Several headlines about the change to the Canadian national anthem have been released, all of which stating that the "majority" of Canadians support the line change to something more gender neutral. Yet, in polls on some of these same news sites, including VanCity Buzz and Global News, the majority of those who participated in the site's online poll actually say they prefer their Canadian national anthem the way it's been for over a century.

It seemed the controversy about that piece of the Canadian national anthem died down, at least until last night, when a member of the Canadian Tenors, Remigo Pereira, freestyled a lyric for the Canadian national anthem just before Major League Baseball's All Star Game. Pereira modified the lyric to say, "We're all brothers and sisters, all lives matter to the great," when the line should have been "all thy sons command."

If Canadians hadn't spoken previously about the politician-proposed change to the Canadian national anthem, they definitely got very upset about the same line being changed to express political views by one of Canada's most celebrated music groups.

What is clear from all of this discussion/debate/argument over the Canadian national anthem is that in reality, Canadians do not want their national anthem messed with - not even after a century when it might need an upgrade or two, something that has been done with other national anthems.Not that I support Pereira's using of the Canadian national anthem as a political statement. I think if Pereira wanted to use the stage to express a political view, changing the lyric of the Canadian national anthem during one of the most televised events on the summer schedule was not his best move. He also should not have blindsided his fellow Tenors, and yes, he is paying the price for his gaffe currently, as he is not going to be performing with the Tenors until further notice.

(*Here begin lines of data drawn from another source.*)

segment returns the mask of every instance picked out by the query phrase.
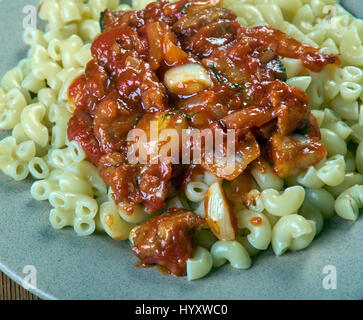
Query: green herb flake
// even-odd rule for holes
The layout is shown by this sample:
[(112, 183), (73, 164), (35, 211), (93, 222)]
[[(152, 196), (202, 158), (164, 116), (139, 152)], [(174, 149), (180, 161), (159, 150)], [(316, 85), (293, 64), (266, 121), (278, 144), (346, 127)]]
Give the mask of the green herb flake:
[(139, 124), (141, 117), (137, 116), (135, 120), (135, 127)]
[(182, 6), (182, 9), (180, 10), (181, 14), (185, 14), (185, 10), (191, 5), (191, 2), (186, 2), (184, 3), (184, 5)]

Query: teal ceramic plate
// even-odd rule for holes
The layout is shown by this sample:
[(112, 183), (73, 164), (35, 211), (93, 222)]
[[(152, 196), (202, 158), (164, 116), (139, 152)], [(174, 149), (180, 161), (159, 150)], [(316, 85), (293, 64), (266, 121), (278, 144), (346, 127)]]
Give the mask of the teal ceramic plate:
[[(22, 43), (25, 5), (35, 0), (0, 0), (0, 75), (26, 54)], [(351, 1), (351, 9), (363, 8)], [(4, 133), (0, 134), (0, 138)], [(363, 217), (356, 223), (338, 217), (306, 250), (275, 257), (261, 254), (247, 271), (224, 266), (204, 279), (188, 282), (140, 269), (127, 243), (104, 235), (78, 237), (72, 229), (55, 231), (47, 202), (32, 200), (31, 181), (0, 174), (0, 269), (21, 283), (24, 267), (37, 271), (37, 289), (48, 299), (362, 299)], [(334, 266), (336, 289), (324, 288)], [(329, 267), (328, 267), (329, 268)], [(330, 271), (329, 271), (330, 270)]]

Some have argued that Pereira is not truly Canadian, as he was born in Boston. There are also those who suggest that people -- specifically some Conservative politicos -- are being slow in their support of the proposed change to the Canadian national anthem because Belanger, who is Liberal, is quite ill at this point and may not ultimately see his proposed bill come to fruition.

Setting aside for the moment that #alllivesmatter, the statement that Pereira used in his version of the Canadian national anthem, has been used as a way to argue against the Black Lives Matter movement, there is a time and a place for everything. When you are representing your country at one of the biggest sporting events of the summer is not a great time to change lyrics for a political statement.

There is also the belief that all lives should matter, but that's another statement that could be debated as well by some.

Also, where was the consultation, either from this particular member of the Tenors or from Canadian politicians? The bill proposing the changes to the Canadian national anthem passed second reading and is essentially a stone's throw away from probably becoming reality. Conservative Member of Parliament Peter Van Loan said, according to Mashable, that the proposal to change the Canadian national anthem has effectively excluded the people for whom such a decision should matter most - Canadians.

"We are telling Canadians, 'Guess what, you don't have a say in your national anthem," he said. "It belongs to us as politicians… for us to deliver our world view to you and impose it upon you.'"

Both Pereira and politicians, like it or not, decided that they should speak for Canadians without actually consulting them. Admittedly, Pereira is a musician, but he thrust himself into the political spotlight with his "lone wolf" behavior, according to the statement of apology from the Tenors. Also, while I do appreciate that Belanger is truly fighting the clock in a losing battle against ALS, Canadians should not see their national anthem changed without direct consultation. That takes time.

Do I support a world in which all lives matter and issues like gender and sexuality should not matter? Absolutely. I have also tried to embrace change as much as possible during my four-plus decades on this planet. However, I do also recognize there is a lot of history in the Canadian national anthem, and I question the necessity of changing it, either by a musician wanting to make a political statement or by politicians who want to see that everyone feels accepted right down to the lyrics in the Canadian national anthem.

I know the anthem was changed previously, but we need to invest the time now to ensure that anything involving changes to the Canadian national anthem are discussed with Canadians before the change is actually made. It does not matter if the lyric changes are done by Canadian politicians or by a musician; if you are representing Canadians, changes to the Canadian national anthem need to be discussed prior to performance or prior to making them a reality.